Alexia Putellas lifted the Champions League on Saturday. By the end of June, she'll be gone. Barcelona confirmed the two-time Ballon d'Or winner will leave the club this summer when her contract expires, ending a 14-year spell that transformed both player and club into the defining force in European women's football.
She is 32, in the best form she's shown since tearing her ACL on the eve of the 2022 Euros, and leaving at the absolute top. That's not sentiment — that's the reality of a player who just captained her side to a 4-0 Champions League final win over Lyon for their fourth European title in six years.
The NWSL is the likely destination
Sources indicate Putellas is eyeing a move to the National Women's Soccer League, specifically under its new high-impact player rule — a mechanism that allows clubs to spend up to $1 million above the salary cap on elite talent. That rule was built for exactly this kind of signing. Expect serious interest from multiple franchises once the formalities are done.
The timing makes commercial sense. She arrives as a Champions League winner, a Ballon d'Or contender, and one of the most recognisable names in women's football globally. Any club that lands her doesn't just get a midfielder — they get a box office draw.
What Barcelona lose
234 goals. 512 appearances. Ten league titles. The first Spanish player — male or female — to win the Ballon d'Or, then the first to win it twice. She rejoined from Levante in 2012 at a time when the best Spanish players were heading abroad because Liga F had nothing to offer. Putellas stayed, and the league eventually grew around her.

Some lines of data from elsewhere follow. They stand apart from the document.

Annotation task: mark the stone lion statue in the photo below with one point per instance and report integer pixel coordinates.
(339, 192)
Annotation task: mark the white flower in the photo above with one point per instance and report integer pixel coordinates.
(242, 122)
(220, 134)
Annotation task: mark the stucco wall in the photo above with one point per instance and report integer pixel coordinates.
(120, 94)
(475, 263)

She was the captain, the dressing room anchor, the player the younger generation at La Masia grew up watching. That last part matters more than it sounds — Barcelona's pipeline of young talent has been built alongside her presence, not separately from it.
Replacing her isn't a summer project. It's a structural question for the club over the next several years. Barcelona have already secured the 2025-26 Liga F title, but the side that faces Real Sociedad on Wednesday and Madrid CFF on Sunday will be lining up without her for the last time. Two dead-rubber league games to close out the most decorated chapter in the club's history.
She leaves as a champion. The next question is which American city gets to say the same.